The city budget has been the talk of the town in Elkhart lately.
"We had to make extreme cuts in our cost of operation," says Mayor Dick Moore.
Mayor Moore says the city has done well, making the necessary cuts while still providing necessary services, but he expected that would only last so long before, "We'd have to go into public personnel, personnel services, personnel salaries and wages."
So now he's proposing a furlough plan.
"While it gives you a day less pay, it also gives you a day off."
But Elkhart Police and firefighters say this violates their contract. They look at it as a, "scheme to reduce their salaries." Their attorney Robert Sanders wouldn't talk on camera, but he tells me if the city acts on the furlough plan, they'll be ready with a response. Mayor Moore insists the furlough wouldn't break the contract.

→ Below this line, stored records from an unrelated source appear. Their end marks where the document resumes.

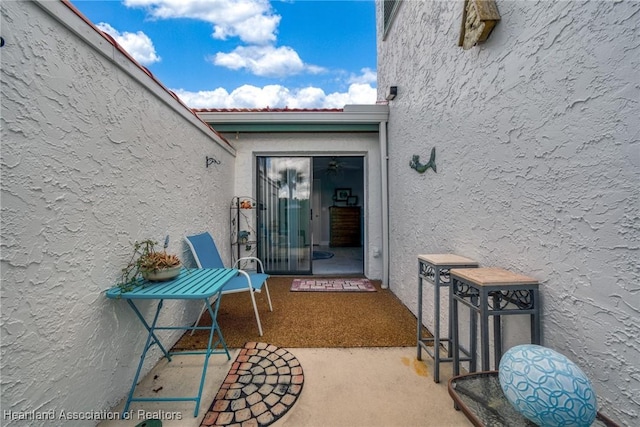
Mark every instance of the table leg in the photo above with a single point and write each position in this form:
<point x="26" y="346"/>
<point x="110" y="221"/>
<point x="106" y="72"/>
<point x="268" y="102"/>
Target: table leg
<point x="484" y="330"/>
<point x="456" y="338"/>
<point x="147" y="345"/>
<point x="419" y="332"/>
<point x="436" y="320"/>
<point x="535" y="319"/>
<point x="150" y="329"/>
<point x="497" y="334"/>
<point x="213" y="312"/>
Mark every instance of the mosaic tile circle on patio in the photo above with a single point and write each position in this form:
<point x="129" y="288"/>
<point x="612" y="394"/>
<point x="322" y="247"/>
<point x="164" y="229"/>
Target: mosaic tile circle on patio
<point x="262" y="385"/>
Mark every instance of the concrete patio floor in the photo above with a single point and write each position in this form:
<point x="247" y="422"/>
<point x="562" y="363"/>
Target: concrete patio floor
<point x="343" y="387"/>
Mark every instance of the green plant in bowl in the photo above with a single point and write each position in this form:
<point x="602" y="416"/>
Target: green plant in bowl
<point x="148" y="263"/>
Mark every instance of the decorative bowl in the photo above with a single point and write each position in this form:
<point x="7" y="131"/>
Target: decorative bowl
<point x="162" y="275"/>
<point x="546" y="387"/>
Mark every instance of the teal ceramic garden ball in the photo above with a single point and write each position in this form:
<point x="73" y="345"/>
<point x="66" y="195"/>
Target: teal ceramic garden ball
<point x="546" y="387"/>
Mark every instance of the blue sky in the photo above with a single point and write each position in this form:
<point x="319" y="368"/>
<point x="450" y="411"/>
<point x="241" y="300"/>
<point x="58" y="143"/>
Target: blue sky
<point x="249" y="53"/>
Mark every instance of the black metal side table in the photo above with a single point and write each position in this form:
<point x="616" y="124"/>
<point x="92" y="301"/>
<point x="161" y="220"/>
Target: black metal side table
<point x="434" y="268"/>
<point x="491" y="292"/>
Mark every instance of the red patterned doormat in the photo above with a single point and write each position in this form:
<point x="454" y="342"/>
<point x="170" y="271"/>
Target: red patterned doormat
<point x="332" y="285"/>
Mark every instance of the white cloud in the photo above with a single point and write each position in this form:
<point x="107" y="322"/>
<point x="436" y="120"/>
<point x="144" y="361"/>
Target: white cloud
<point x="277" y="96"/>
<point x="368" y="76"/>
<point x="138" y="45"/>
<point x="265" y="61"/>
<point x="253" y="21"/>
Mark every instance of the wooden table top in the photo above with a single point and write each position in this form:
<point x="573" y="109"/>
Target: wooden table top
<point x="446" y="259"/>
<point x="487" y="276"/>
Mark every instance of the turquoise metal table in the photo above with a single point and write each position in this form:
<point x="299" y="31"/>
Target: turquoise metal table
<point x="197" y="284"/>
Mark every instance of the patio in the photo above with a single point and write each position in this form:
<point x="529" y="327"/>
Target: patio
<point x="99" y="154"/>
<point x="352" y="387"/>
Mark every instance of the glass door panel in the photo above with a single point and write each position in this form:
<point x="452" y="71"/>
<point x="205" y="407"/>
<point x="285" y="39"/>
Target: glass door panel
<point x="284" y="214"/>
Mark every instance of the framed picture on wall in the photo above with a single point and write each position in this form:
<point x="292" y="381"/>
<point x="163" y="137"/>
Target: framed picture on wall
<point x="342" y="194"/>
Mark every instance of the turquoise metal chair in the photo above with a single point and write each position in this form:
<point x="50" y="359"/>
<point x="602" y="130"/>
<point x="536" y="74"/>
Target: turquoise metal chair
<point x="206" y="254"/>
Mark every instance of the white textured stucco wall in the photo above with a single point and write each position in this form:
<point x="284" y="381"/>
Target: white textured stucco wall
<point x="538" y="157"/>
<point x="250" y="145"/>
<point x="93" y="158"/>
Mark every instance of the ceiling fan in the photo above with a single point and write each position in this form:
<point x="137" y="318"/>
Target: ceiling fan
<point x="335" y="166"/>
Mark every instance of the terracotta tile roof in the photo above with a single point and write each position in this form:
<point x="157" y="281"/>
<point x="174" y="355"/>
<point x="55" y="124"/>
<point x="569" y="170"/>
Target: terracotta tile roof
<point x="144" y="69"/>
<point x="268" y="110"/>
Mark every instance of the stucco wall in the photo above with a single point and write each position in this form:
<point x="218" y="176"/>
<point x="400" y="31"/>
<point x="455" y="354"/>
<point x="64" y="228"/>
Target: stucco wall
<point x="538" y="158"/>
<point x="250" y="145"/>
<point x="95" y="155"/>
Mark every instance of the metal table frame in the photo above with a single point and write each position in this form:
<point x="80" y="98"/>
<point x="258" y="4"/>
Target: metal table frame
<point x="491" y="292"/>
<point x="198" y="284"/>
<point x="434" y="268"/>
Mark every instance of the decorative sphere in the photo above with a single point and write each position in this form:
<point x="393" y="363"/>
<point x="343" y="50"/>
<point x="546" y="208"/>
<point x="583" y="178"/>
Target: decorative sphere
<point x="546" y="387"/>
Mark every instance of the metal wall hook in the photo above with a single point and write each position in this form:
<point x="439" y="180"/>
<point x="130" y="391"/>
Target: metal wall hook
<point x="212" y="160"/>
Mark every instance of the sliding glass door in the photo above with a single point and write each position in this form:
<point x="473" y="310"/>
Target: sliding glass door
<point x="284" y="214"/>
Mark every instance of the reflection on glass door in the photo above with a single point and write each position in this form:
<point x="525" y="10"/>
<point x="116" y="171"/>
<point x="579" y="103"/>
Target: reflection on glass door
<point x="284" y="220"/>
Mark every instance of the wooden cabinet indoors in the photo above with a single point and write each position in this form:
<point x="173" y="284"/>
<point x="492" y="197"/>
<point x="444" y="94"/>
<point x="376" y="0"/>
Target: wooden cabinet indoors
<point x="345" y="226"/>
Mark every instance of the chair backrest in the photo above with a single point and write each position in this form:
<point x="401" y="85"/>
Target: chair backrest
<point x="204" y="251"/>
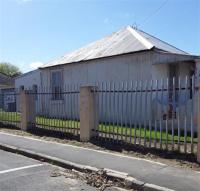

"We have no intention of violating those contracts. We don't feel we have," says Moore.
Regardless of the contract, councilman David Henke doesn't approve of the furloughs. "I think just about across the board with the council we find that a very temporary move, not a long term solution."
Legal or not, he says with furloughs the city will lose either way.
"We lose morale, we will tend to lose some employees, we will have people that are angry and upset with the jobs they have. And we lose trust."
So Henke agrees with the police and fire unions, that furlough days aren't the answer.